Turgut’un Arayışının Evrenselliği
Turgut Özben’in varoluşsal arayışı, yalnızca Tutunamayanlar romanının sınırlarında kalmaz; modern bireyin anlam, özgürlük ve kimlik arayışının evrensel bir yansımasıdır. Varoluşçuluk, nihilizm ve absürdizm gibi felsefi akımlar, Turgut’un yolculuğunu anlamak için güçlü bir çerçeve sunar. Turgut, bir yandan anlamsızlıkla mücadele ederken, diğer yandan kendi anlamını yaratma çabası içine girer.
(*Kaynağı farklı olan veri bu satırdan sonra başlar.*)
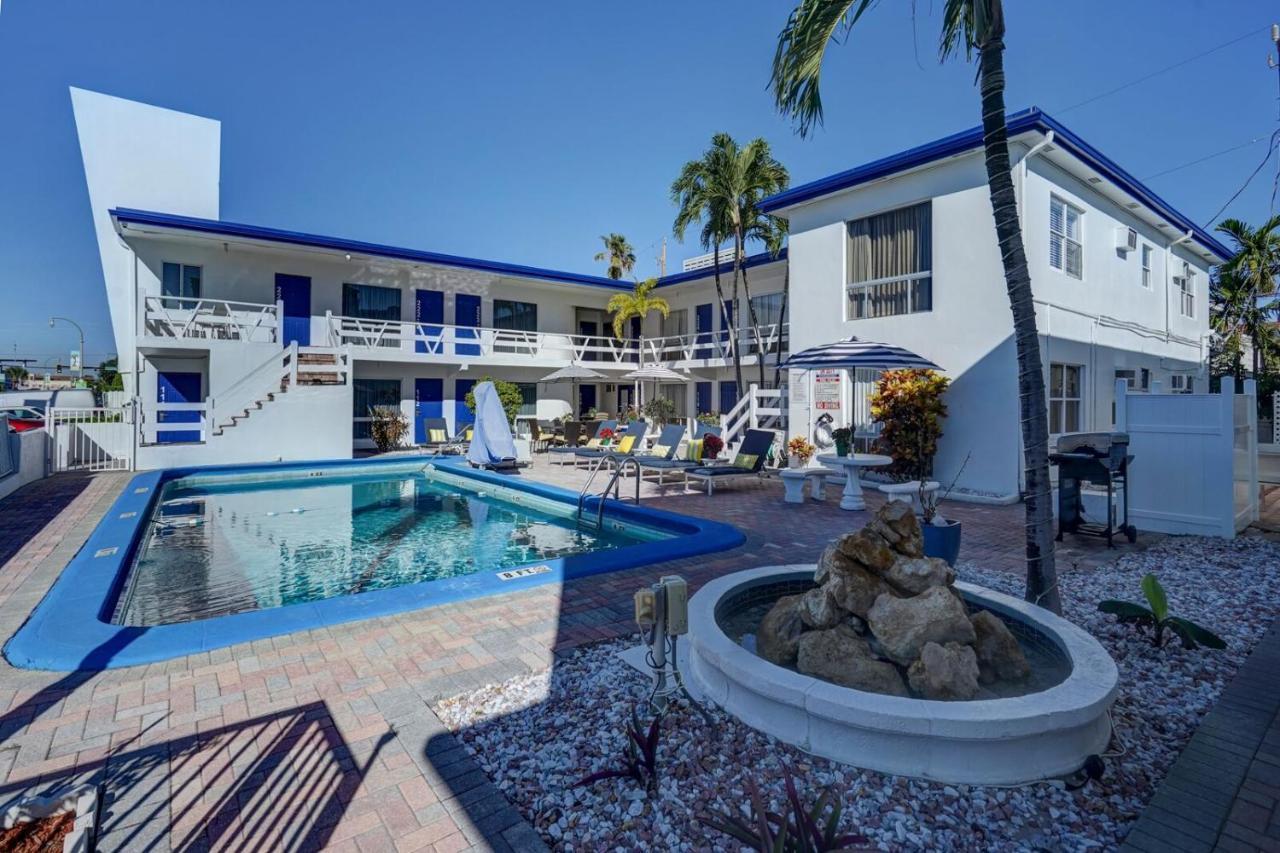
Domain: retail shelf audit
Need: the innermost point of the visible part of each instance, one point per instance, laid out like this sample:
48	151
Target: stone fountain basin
1006	740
Bu çaba, onu hem bireysel hem de toplumsal düzeyde bir çatışmanın içine çeker. Onun hikâyesi, insanın kendi varoluşunu sorgulama cesaretini ve bu sorgulamanın getirdiği zorlukları gözler önüne serer. Turgut’un yolculuğu, felsefi akımların soyut kavramlarını, bir bireyin somut deneyimleri üzerinden anlamlandırmanın bir örneğidir.